ContainerHighCpuUtilization #
Container CPU utilization is above 80%
Alert Rule
alert: ContainerHighCpuUtilization
annotations:
description: |-
Container CPU utilization is above 80%
VALUE = {{ $value }}
LABELS = {{ $labels }}
runbook: https://srerun.github.io/prometheus-alerts/runbooks/google-cadvisor/containerhighcpuutilization/
summary: Container High CPU utilization (instance {{ $labels.instance }})
expr: (sum(rate(container_cpu_usage_seconds_total{container!=""}[5m])) by (pod, container)
/ sum(container_spec_cpu_quota{container!=""}/container_spec_cpu_period{container!=""})
by (pod, container) * 100) > 80
for: 2m
labels:
severity: warning
Here is a runbook for the Prometheus alert rule ContainerHighCpuUtilization
:
Meaning #
This alert is triggered when a container’s CPU utilization exceeds 80% over a 5-minute period.

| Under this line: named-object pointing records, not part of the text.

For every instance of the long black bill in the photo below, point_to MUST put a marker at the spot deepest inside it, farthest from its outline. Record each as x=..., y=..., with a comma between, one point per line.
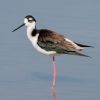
x=18, y=27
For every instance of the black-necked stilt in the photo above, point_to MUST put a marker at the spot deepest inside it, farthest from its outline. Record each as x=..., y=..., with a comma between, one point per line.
x=50, y=43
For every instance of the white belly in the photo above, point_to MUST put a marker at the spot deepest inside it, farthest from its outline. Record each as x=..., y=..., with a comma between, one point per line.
x=34, y=40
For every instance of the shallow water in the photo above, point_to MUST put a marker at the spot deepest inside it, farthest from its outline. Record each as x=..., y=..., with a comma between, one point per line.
x=26, y=74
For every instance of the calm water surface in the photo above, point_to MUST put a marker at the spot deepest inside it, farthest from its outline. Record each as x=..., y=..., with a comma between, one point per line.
x=26, y=74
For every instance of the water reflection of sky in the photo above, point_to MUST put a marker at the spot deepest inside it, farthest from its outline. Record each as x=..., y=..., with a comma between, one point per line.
x=26, y=74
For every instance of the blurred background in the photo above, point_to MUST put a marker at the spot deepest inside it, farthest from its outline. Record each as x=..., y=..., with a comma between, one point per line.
x=26, y=74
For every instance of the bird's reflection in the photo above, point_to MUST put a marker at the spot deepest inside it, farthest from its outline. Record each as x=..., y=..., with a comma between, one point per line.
x=54, y=92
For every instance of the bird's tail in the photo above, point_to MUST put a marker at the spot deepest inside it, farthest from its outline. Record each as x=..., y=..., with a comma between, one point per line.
x=82, y=45
x=77, y=53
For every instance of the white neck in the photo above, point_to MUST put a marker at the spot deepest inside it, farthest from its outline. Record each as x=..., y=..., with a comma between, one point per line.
x=29, y=31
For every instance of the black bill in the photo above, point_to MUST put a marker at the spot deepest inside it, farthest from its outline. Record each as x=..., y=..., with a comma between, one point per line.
x=18, y=27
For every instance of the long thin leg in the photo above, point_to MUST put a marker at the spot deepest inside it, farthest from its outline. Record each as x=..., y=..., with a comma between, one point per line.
x=54, y=72
x=54, y=80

This can indicate that the container is experiencing high CPU usage, which may lead to performance issues, slower response times, or even crashes.
Impact #
High CPU utilization can have several consequences, including:
- Slower response times: High CPU usage can cause the container to slow down, leading to delayed responses to requests.
- Increased latency: High CPU utilization can increase the time it takes for the container to process requests, leading to increased latency.
- Resource starvation: High CPU utilization can starve other containers or processes of CPU resources, leading to performance issues or failures.
- Increased risk of crashes: Prolonged high CPU utilization can cause the container to crash or become unresponsive.
Diagnosis #
To diagnose the root cause of high CPU utilization, follow these steps:
- Identify the affected container: Check the
pod
andcontainer
labels in the alert to determine which container is experiencing high CPU utilization. - Check container logs: Review the container logs to see if there are any error messages or indications of high CPU usage.
- Check container resource usage: Use tools like
kubectl top
ordocker stats
to check the container’s CPU usage, memory usage, and other resource utilization. - Analyze container configuration: Review the container configuration to ensure that it is properly configured and optimized for performance.
- Check system resource usage: Verify that the underlying system has sufficient resources (e.g., CPU, memory) to support the container’s workload.
Mitigation #
To mitigate high CPU utilization, follow these steps:
- Optimize container configuration: Review and optimize the container configuration to ensure it is properly configured for performance.
- Increase container resources: If necessary, increase the container’s CPU or memory resources to ensure it has sufficient resources to handle the workload.
- Implement rate limiting: Implement rate limiting or throttling to prevent excessive requests that can cause high CPU utilization.
- Scale container instances: If the container is experiencing high CPU utilization due to high traffic, consider scaling the number of container instances to distribute the workload.
- Investigate underlying system issues: If high CPU utilization persists, investigate underlying system issues, such as hardware failures or system configuration problems.
Remember to take a proactive approach to monitoring and addressing high CPU utilization to prevent performance issues and ensure the reliability of your system.